OK so I’ve seen rather a lot of talk about this over the last few years, how those little scrubby micro-beads that are in your daily exfoliating scrub are clogging up the ocean, killing fish and turning the natural world upside down.  Before I go on I want it to be known that I agree, plastic is NOT so fantastic and intentionally releasing plastic beads that are easily digestible into the ecosystem for no other reason than it might just help you remove a bit of dead skin is appalling but the whole ‘cosmetics are clogging the seas’ thing just doesn’t smell right to me.

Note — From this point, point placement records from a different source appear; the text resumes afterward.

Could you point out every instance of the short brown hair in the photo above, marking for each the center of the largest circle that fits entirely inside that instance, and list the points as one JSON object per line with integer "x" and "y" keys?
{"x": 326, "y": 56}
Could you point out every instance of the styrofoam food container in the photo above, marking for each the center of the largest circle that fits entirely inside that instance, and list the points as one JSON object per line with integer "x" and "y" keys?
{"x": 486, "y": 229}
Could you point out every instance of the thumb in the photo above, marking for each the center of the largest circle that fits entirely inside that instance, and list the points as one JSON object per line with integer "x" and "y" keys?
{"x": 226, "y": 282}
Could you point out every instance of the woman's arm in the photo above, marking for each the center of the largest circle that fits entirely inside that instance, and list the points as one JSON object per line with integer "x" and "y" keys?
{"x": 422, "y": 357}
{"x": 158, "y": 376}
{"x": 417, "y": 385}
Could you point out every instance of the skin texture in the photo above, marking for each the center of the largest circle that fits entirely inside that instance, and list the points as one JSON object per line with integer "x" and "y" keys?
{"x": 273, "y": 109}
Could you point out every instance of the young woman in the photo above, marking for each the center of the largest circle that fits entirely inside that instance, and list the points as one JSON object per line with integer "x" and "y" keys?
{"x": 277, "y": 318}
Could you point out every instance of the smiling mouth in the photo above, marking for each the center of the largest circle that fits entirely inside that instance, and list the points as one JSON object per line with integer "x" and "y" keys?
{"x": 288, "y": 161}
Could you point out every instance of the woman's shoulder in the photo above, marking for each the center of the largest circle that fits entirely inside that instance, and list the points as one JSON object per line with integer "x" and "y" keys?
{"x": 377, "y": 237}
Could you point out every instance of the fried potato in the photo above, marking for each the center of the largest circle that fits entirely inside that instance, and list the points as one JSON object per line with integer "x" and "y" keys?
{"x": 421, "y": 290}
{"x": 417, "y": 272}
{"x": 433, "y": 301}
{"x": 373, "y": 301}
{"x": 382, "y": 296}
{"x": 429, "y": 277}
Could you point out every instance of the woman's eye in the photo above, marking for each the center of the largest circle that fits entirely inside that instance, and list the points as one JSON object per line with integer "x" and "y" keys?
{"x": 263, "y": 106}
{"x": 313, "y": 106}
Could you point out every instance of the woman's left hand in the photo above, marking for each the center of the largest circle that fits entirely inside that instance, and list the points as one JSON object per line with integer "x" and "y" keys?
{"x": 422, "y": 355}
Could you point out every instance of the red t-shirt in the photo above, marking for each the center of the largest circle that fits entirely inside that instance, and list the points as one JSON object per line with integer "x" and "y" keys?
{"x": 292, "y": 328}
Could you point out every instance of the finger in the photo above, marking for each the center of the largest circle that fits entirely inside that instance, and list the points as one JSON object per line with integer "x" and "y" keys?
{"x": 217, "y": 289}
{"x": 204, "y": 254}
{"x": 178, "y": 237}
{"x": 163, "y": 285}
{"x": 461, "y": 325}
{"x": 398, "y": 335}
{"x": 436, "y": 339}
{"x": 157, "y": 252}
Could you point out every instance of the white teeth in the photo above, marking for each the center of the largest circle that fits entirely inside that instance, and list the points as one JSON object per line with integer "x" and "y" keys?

I wonder if the people sending out this ‘ditch plastic microbeads in your exfoliator and save the world’ message have ever stopped to consider where ALL of their plastic comes from and how ALL of their plastic starts off life?

Well, I hate to break it to you but it’s as microbeads or plastic pellets.

Plastic can be manufactured from petrochemicals or natural sources such as trees or other crops (cellulostics).

Factories that specialise in creating plastic ‘bulk’ usually turn those ‘feedstock’ raw materials into plastic pellets for transport around the world to factories that will mould or extrude them as required.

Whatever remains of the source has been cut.